Briton accused of hacking dozens of US companies arrested in Spain

Spanish police have arrested a British national accused of leading an organized cybercrime group that broke into dozens of US companies.

The 22-year-old British national, whose name was not disclosed, was arrested at Palma airport as he attempted to leave the country on a charter flight to Naples, Spanish police confirmed in a press release.

In a statement, Spanish police said the alleged hacker leader used phishing techniques to steal passwords and break into at least 45 companies in the United States, allowing the theft of the companies’ internal information and cryptocurrencies. According to police, the accused hacker had $27 million worth of cryptocurrencies at the time of his arrest.

A video of the suspect’s arrest was published by the police on YouTube.

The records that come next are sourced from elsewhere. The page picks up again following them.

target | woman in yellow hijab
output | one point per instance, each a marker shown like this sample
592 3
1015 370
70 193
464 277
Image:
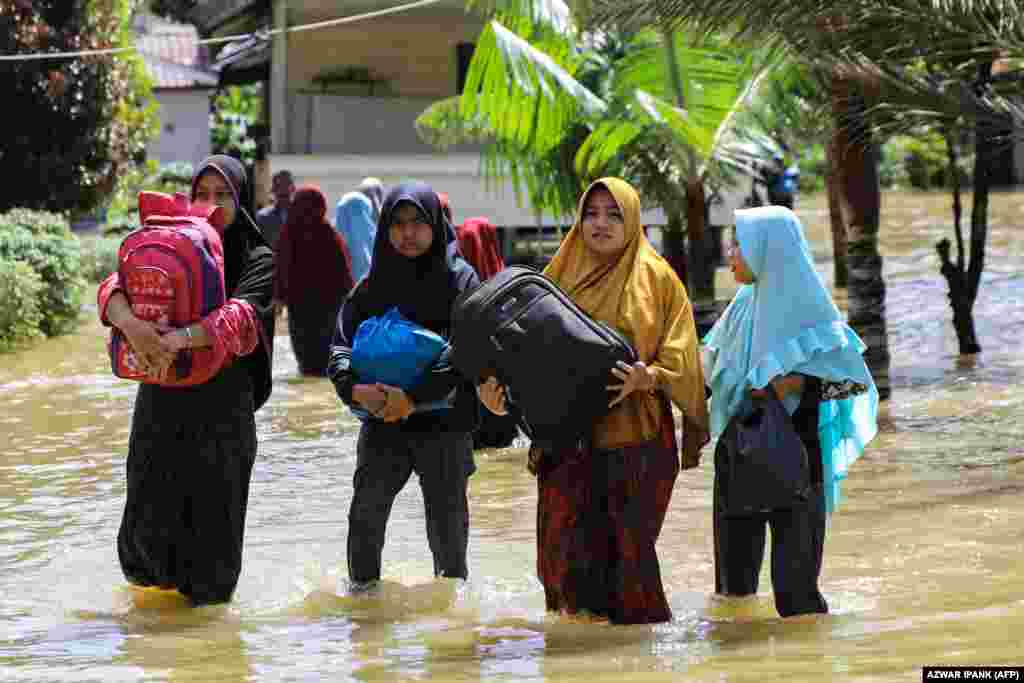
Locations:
600 507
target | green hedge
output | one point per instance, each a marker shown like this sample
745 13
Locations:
99 257
20 292
44 242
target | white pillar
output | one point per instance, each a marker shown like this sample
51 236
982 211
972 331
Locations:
279 81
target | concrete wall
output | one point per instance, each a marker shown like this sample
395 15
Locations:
416 51
344 125
184 126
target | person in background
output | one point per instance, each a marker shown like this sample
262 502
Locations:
192 450
479 246
313 278
272 218
355 218
601 505
782 180
783 334
417 268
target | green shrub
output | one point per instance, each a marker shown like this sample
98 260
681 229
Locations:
37 222
55 254
122 214
99 257
20 291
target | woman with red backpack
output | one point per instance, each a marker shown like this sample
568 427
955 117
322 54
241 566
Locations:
192 449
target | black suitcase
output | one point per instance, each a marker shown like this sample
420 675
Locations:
554 360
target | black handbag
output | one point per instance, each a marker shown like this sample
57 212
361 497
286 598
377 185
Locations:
762 462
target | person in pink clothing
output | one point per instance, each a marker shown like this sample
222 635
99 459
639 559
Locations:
192 449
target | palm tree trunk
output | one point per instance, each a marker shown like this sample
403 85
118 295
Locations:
673 244
840 242
861 201
955 274
699 265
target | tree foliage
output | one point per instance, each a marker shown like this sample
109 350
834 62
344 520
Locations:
559 105
80 121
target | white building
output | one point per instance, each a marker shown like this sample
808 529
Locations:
183 84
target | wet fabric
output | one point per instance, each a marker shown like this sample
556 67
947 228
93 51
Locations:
356 222
640 295
598 517
310 330
385 460
313 278
495 431
187 492
478 243
787 323
797 535
192 450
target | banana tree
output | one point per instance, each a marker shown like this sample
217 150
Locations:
558 107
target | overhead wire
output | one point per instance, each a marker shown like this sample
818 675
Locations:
227 39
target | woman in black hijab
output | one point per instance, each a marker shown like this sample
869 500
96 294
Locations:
192 450
416 267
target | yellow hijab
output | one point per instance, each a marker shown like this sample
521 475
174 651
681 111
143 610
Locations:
638 294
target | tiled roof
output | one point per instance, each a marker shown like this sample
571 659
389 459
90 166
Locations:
167 75
173 56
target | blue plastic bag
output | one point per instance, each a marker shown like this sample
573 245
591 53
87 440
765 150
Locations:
393 350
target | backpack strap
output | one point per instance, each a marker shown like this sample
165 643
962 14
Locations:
160 208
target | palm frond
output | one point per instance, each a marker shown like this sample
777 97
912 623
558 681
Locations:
608 140
522 93
550 15
442 126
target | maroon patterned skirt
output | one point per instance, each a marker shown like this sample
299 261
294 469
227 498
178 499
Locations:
599 515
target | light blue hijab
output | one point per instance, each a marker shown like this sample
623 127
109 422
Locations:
356 222
786 323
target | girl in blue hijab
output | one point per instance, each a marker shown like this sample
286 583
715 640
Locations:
356 221
782 333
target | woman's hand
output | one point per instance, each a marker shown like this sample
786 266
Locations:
637 377
142 336
145 339
369 397
493 396
397 406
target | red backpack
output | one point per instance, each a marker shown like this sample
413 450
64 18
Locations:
172 271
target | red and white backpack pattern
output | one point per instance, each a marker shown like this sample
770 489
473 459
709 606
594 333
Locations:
172 271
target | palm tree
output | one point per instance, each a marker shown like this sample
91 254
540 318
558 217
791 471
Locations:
918 61
792 113
558 107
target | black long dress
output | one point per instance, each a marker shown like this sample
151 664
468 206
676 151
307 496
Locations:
192 450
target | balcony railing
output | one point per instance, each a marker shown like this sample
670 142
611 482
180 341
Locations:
212 13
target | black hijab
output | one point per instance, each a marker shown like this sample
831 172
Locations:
423 288
248 267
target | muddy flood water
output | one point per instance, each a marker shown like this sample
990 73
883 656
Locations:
922 566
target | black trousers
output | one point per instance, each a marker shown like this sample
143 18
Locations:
797 544
386 457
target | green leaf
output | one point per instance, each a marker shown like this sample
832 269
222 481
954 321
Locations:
608 140
524 95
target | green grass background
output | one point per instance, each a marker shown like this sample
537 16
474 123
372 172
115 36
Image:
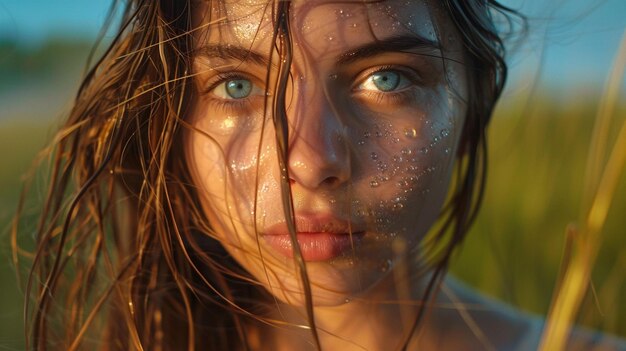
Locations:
538 149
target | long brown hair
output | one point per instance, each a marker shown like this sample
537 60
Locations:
121 260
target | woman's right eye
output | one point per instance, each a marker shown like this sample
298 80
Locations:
235 89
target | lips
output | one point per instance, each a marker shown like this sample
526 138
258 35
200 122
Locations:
320 237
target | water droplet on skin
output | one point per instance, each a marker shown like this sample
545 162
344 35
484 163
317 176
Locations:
410 133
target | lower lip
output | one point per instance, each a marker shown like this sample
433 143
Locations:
315 246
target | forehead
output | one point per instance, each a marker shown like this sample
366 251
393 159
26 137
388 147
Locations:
319 26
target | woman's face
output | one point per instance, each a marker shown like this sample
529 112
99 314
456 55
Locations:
375 106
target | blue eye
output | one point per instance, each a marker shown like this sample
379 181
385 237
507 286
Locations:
385 81
235 89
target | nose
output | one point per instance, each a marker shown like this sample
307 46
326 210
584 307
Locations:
318 152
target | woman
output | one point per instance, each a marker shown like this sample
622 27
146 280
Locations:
263 175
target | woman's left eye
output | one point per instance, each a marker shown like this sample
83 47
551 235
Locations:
385 81
236 89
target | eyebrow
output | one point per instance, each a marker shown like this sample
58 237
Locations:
392 44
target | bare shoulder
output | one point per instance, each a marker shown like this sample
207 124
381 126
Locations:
507 328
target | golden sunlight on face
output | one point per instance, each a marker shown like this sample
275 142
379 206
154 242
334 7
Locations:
374 114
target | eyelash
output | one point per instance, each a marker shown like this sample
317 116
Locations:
228 105
391 97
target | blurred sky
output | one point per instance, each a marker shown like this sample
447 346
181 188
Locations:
576 40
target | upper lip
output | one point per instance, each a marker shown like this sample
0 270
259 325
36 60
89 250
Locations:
315 223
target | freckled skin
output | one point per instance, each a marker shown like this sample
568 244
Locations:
337 123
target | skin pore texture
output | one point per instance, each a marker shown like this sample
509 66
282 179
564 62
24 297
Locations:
375 110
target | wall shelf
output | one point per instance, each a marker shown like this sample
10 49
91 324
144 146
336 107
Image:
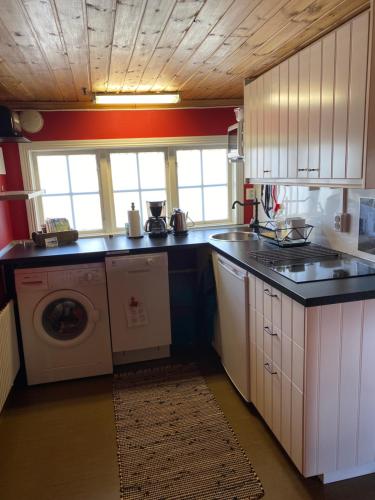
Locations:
19 195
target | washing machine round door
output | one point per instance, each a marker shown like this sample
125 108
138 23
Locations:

Spanish police did not name the accused or the cybercrime group he allegedly led. An FBI spokesperson declined to comment when contacted by TechCrunch.

According to a person familiar with cybercrime operations, TechCrunch understands that the person arrested is the suspected leader of the group that planned the cyberattacks on Twilio in 2022.

The arrested suspect is said to have led a hacker group called “0ktapus” that twice broke into Twilio, a company that provides phone and messaging services to other businesses. During the months-long 2022 hack, they stole the passwords of nearly 10,000 employees, which they then used to break into Twilio customers’ networks. The gang targeted over a hundred Twilio customers, including DoorDash and Signal, and used phishing lures that looked like Okta login pages, from which the group takes its name.

TechCrunch is not naming the alleged suspect because it is unclear whether he has been charged with any crimes.

The arrest came nearly two years after the 0ktapus gang first emerged as a cybercrime actor, underscoring the complexity of investigations into some cybercrime groups.

The hackers are believed to be part of a larger community of cybercriminals dubbed “The Com” by researchers, which has emerged in recent years as a large, nebulous network of mostly young adults that specializes in social engineering and identity fraud, such as tricking employees into revealing their company passwords. According to Cyberscoop, the FBI recently described The Com as a “very large, sprawling, dispersed group of individuals” that reportedly includes around a thousand people around the world. Some of The Com’s activities have included physical violence and threats, including attacks on sparring hackers.

People associated with Com – albeit under different group names and attributions – are believed to be responsible for cyberattacks on Las Vegas casino giants MGM and Caesars Entertainment.

Earlier this year, U.S. prosecutors charged a 19-year-old Florida resident with multiple counts of wire fraud, identity theft and conspiracy. Security reporter Brian Krebs linked the suspected hacker to the 0ktapus gang.